Drummond rompe então com o modernismo canônico ao instalar-se como

um crítico das noções estabelecidas pelo movimento. Assim sendo, o seu ato mais

antimodernista é, em si, a ação mais modernista que acontecia desde meados da

década de 1920. Em outras palavras, é ele que rompe a tradição modernista na

medida em que volta aos modelos antigos. Se o Brasil está condenado à

continuidade da tradição Brasil a maior ação revolucionária e de ruptura é uma

“reação conservadora”, como é conservadora nossa modernidade ou nossa

modernização político-econômica. Negação da negação da negação. Modernidade

brasileira.

Onde fica então neste panorama literário nosso Mário de Andrade do Norte

com sua eterna corrida pela posteridade? Excluído do sistema que já nasceu

“pronto e acabado”? Espera-se ter demonstrado como tal sistema funciona e como

ele oferece um espaço dentro de sua própria Academia de imortais, seus cânones.

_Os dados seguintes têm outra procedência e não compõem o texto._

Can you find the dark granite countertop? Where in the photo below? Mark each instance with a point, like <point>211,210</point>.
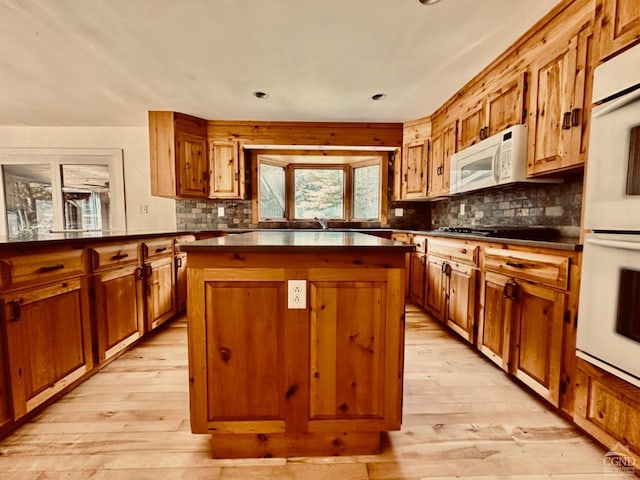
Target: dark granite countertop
<point>295,240</point>
<point>84,237</point>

Com a lei Brasil, com a tradição Brasil, a experiência histórica brasileira parece se

tornar mais real porque, como em toda a sua estrutura social, econômica e

política, ela é também desigual, injusta, hierárquica. Oferecendo o modernismo

como um documento de barbárie, barbárie dupla, por assim dizer, como toda a

modernidade brasileira, pudemos saber como Mário de Andrade deixou para trás

muito mais pessoas naquele terrível turfe que acaba nunca mais.